As a matter of fact, the Stickler has already done just that to the full line of hydraulic splitters; that Taos (itself) used to make. Because, just like all the other manufacturers in the field who made a quality hydraulic splitter that could handle logs of any size at all with any kind of speed, Taos was forced (by the cost of the components that went into its units) to price its line at $1,375 and up. And that “up” — for Taos and most other firms that produced hydraulic splitters — could go clear into the stratosphere.
Imagine the surprise, then, of both David Kimball and Larry Krogness (sales and marketing managers, respectively, of TEM, Inc.) a few months ago, when they found that they could manufacture and sell a $235 splitter that would cleave bigger logs faster and more surely, in most cases, than even their $2,375 hydraulic machine could handle.
“Holy moly!” the two young (early 30’s) entrepreneurs exclaimed. “This is gonna revolutionize the log splitting business. We’d better get this thing on the market before someone else beats us to it.”
And so, within weeks (which is to say early this year), they did put the Stickler on the market … and, by mid-summer, they’d already seen the little dickens dang near completely kill all demand for (sob!) their more expensive hydraulic splitters.
But, being Gentlemen Of The Old School (“make a better product at a lower price . . . and then cut that price”), David and Larry never even looked back at the big-bucks business the Stickler had just done ’em out of. Instead, they forged ahead, found new and better ways of producing the Stickler … and then cut its price from $235 down to $199 (today it’s $279.)!
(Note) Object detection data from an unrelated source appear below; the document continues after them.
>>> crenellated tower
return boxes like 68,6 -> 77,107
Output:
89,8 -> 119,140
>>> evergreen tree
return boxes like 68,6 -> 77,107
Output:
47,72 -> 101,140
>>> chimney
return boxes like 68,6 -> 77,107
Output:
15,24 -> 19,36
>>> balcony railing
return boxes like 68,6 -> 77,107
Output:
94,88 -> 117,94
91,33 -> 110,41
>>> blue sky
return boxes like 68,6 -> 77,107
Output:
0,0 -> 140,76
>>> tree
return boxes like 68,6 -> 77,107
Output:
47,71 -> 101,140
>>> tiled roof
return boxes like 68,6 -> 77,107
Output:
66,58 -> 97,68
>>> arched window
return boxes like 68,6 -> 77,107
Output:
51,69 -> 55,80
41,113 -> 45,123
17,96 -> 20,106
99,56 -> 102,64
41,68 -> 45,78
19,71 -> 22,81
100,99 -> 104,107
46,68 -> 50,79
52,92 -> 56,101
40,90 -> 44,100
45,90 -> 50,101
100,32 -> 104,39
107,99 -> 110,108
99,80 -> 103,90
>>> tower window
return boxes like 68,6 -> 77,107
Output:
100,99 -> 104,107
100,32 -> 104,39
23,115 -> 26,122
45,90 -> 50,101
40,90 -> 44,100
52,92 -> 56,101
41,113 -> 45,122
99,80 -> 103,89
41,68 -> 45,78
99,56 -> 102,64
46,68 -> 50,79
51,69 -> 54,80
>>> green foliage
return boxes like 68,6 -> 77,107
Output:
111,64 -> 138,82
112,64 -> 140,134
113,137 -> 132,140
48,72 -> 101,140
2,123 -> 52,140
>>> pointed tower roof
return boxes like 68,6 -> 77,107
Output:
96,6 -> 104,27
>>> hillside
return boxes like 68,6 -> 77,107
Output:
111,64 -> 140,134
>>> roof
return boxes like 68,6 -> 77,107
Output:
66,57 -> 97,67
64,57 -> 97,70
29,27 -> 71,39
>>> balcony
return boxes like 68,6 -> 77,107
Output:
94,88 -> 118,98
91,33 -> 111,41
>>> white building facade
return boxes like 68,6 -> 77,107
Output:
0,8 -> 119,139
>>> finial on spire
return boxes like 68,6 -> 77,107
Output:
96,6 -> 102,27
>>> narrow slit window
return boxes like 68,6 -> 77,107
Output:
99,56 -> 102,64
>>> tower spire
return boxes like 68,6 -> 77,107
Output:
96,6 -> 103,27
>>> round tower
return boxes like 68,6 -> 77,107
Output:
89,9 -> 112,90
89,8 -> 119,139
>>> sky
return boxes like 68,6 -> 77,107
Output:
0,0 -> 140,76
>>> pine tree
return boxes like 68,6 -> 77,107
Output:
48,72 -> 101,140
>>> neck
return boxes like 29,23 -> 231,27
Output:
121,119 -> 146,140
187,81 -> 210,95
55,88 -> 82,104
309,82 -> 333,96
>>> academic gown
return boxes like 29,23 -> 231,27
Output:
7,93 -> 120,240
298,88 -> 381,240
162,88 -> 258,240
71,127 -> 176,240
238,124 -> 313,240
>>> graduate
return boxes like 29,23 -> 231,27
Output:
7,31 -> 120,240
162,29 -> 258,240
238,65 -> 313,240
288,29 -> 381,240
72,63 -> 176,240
“Well,” we thought. “That’s right nice of the boys out there in New Mexico. But everyone knows that the Southwest is so dry that the trees which grow in that part of the country ain’t hardly trees at all. Back here in the Smoky Mountains, on the other hand, our trees are TREES. Why, even the limbs which fell off that oak during last winter’s ice storm were better than two feet thick. Betcha that little Stickler whatchamacallit won’t split something like that!”
So, a few weeks ago, David made it a point to fly over to our neck of the woods, rent a car, and drive right up to those oak limbs we’d been bragging about. And be-darned if he didn’t chock both front wheels of that rented car, jack up its rear end, remove the left behind wheel, and bolt one of his Sticklers on in its place.
Then he let that rear axle down on a good, solid chunk of wood so that the Stickler was about 12 inches above the ground. And he magnetically clamped a safety switch to the side of the car (where he could reach it easy just in case he had to) and he ran a long wire from the switch up under the hood and clipped it to the negative side of the car’s coil. Then he started the vehicle’s engine and laid another small chunk of wood on its accelerator so that the powerplant would tick over at a moderately fast idle.
And then did young Mr. Kimball ever split wood! He started in with the biggest round we had and–less than eight seconds later–had already split a hefty wedge off its side. So he nonchalantly rotated the main body of the round about 90 degrees, pushed it up against the Stickler’s point again and — in about seven seconds flat — split off another wedge.
Well sir. He kept that up until he had the core of that piece of firewood split down to toothpick size. And then he did the same thing to another chunk of oak and another one after that and so on until, about 10 minutes later, he had a stack of split wood next to him taller than he was. At that point he generously let us try it (and there was nothing to splittin’ out logs just as good as David had done) and then he ran his hands and his gloves and his jacket all around the Stickler’s point to show us that it was a clanged sight more difficult to get into trouble with the machine than most folks might suppose.
“I don’t recommend that anyone else ever fool around this way,” David warned as he repeated the last part of his demonstration, “because anything that can split wood the way the Stickler does should be treated with a great deal of respect. Still, you can see that you’d really have to be a maladroit to get yourself hurt on this thing. We think it’s the safest log splitter on the market.”
And we had to agree. The Stickler looks to us to be the safest, the fastest, the lowest cost, the least expensive to operate (one gallon of gas burned per cord of wood split), the most troublefree (there’s hardly anything to go wrong) . . . in short, the BEST log splitter you can purchase anywhere. We bought ours on the spot after David’s demonstration and we wouldn’t sell it for a thousand dollars if we knew we couldn’t get another.
And that’s all we’ve got to say on the subject. Except that anyone else who intends to burn wood this winter is well advised to get his or her order for a Stickler in early. Because once “they” find out how good this thing is, we just know that Taos is gonna have one devil of a time keeping up with demand.